Speeding is has been a chronic issue on our village streets for years. We provided an overview of the impact speed has on safety and livability in 2017, and recently looked at State Street and our arterials entering the Village in particular in. At that time, we suggested some actions, including lowering the speed limit in the Town approaching the Village to 35mph and getting legislation passed by the State to allow the village to make its streets 25mph, which we stand by. Adopting the Active Transportation Plan, redesigning our gateways, and redesigning roads when resurfacing and engineering projects arise also need to be on the table.

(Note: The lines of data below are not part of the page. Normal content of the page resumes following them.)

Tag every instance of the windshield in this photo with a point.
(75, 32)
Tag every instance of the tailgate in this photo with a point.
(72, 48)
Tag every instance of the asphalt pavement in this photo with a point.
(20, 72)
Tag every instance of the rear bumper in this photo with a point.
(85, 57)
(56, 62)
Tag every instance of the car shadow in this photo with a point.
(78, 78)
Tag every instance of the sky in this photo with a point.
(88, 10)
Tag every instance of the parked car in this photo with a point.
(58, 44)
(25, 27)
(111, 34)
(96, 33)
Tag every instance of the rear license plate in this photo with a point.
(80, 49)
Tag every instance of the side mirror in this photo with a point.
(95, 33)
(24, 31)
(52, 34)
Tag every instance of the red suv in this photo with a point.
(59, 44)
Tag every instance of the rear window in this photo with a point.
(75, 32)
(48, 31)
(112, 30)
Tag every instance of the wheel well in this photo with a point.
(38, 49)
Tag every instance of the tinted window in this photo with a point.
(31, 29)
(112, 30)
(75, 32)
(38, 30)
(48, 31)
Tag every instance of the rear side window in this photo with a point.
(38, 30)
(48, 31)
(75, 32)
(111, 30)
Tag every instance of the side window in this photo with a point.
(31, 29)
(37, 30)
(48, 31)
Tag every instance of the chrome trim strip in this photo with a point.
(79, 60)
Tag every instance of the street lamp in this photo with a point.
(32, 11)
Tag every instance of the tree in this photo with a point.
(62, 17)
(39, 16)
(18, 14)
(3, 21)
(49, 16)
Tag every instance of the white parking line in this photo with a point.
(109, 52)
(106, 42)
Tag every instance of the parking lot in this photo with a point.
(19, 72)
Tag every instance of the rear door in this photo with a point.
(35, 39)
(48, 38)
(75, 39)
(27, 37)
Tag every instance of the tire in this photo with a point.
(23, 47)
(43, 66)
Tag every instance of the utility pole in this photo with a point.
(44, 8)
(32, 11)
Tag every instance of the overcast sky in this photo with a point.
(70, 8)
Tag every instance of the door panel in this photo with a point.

The speed sentry was placed at the village boundary in both the eastbound and westbound directions. 24,000-25,000 vehicles travel State St in each direction per week.
Westbound, the speed limit in Town is 45mph and drops to 30mph in the Village. State Street residents’ experience is that drivers don’t slow down until at least State Street Bridge/Schoen Place, and usually further on into the village around Boughton Ave.
Westbound traffic clocked in with 10% driving the speed limit or under, and a full 90% exceeding the speed limit. These numbers include residents’ pulling in and out of their driveways at low speeds, so numbers seem to indicate most—almost all—drivers are exceeding the speed limit entering the village.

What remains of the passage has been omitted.